Column
Admissions wrongly ashamed of lone star status
I was born in Texas, raised in Texas, attend college in Texas and soon will begin my career in Texas. I’m not ashamed to admit my Texan roots. So why is Rice ashamed?
Two videos are posted on Rice’s Web site for prospective students, http://www.futureowls.rice.edu. One is a city and campus montage. In the other, a series of students sit in front of a glowing white background and talk about why Rice is a great place. What’s striking is that the latter video spends most of its eight-minute running time trying to assure viewers that, despite everything they’ve heard, Texas is really not that bad. Texas has culture, non-cowboy-boot-wearing citizens and even grass — not a tumbleweed in sight. In other words, the video’s producers felt Rice could not stand on its own merits — its location had to be explained away.
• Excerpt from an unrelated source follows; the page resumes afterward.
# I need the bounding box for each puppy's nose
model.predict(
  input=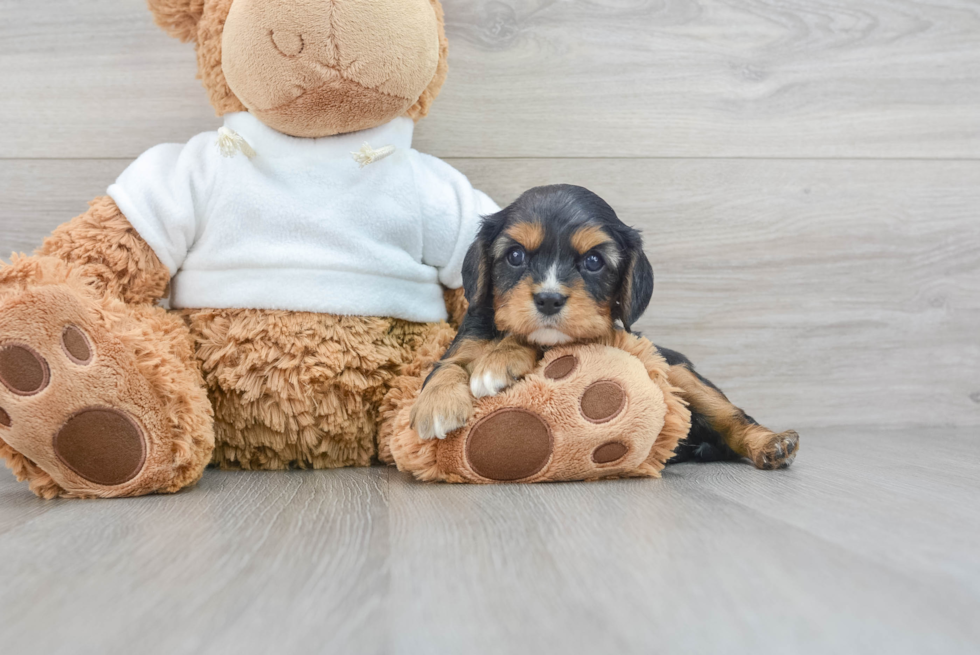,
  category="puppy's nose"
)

This prominently placed message to the outside world does not say Rice is a great school, but rather that Rice is a great school despite being in Texas. This reeks of low confidence.
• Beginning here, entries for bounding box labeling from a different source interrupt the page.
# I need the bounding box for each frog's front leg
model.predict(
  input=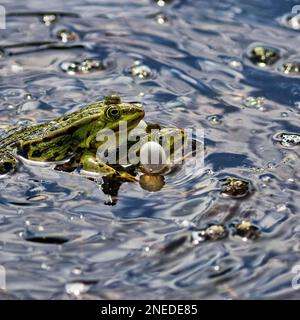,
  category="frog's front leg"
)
[0,151,18,175]
[80,150,136,182]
Of course numerous Texas stereotypes still exist today. I have no doubt that Northeasterners think of Texas as an uncultured tangle of oil, ten-gallon hats and cattle. I am sure Rice students returning to their home state of New York are bombarded by the kinds of questions usually reserved for returning from a foreign country.
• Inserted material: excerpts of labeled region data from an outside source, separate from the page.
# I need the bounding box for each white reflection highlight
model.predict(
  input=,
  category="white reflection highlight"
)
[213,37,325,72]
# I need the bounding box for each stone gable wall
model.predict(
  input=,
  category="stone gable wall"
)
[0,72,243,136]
But this does not mean Rice should be so defensive when recruiting prospective students. Harvard University’s promotional video does not open with students expressing their surprise that not all Bostonians are Red-Sox-hat-wearing, clam-chowder-eating, post-Patriots-game-rioting Yankees. Harvard possesses the self-confidence to define itself on its own terms.
Rice should be the last place to succumb to the elitist worldview that the cultural and intellectual life of the United States begins and ends on the Eastern seaboard. But that is exactly what the Admission Office’s approach assumes.
Just as Rice should not wish it were on the East Coast, it should also not wish it were in the Ivy League. Rice has long called itself the ‘Ivy of the South’ (or, more specifically, the ‘Harvard of the South’) out of a strange mixture of pride and jealousy. While this might have been an appropriate motto when Rice was transforming itself from a small science and engineering institute into a top-tier university, now it is the motto of a school wanting to be something it is not. It no longer fits.
We should not rush to be an Ivy-League clone, because Ivy-worship, if carried too far, will destroy our unique identity.
Rice is different, and we should be proud of that. Our small class sizes, great professors and low tuition set us apart. And — however hard the Admission Office may try to wish it away — being in Texas sets us apart, too.
Sure, Texas is far from perfect. I am sad to see the direction in which the virulent strain of religious-right conservatism is taking the state. Rice is not perfect either, and it should keep working to improve itself — but on its own terms, not the Ivy League’s.
My out-of-state friends snicker at the pride Texas takes in its sheer Texasness. But Rice could stand to learn something from the Lone Star State: how to stand tall and stand proud. Now, pardon me while I go shine my cowboy boots.
James Sulak is a Hanszen College senior and former opinion editor.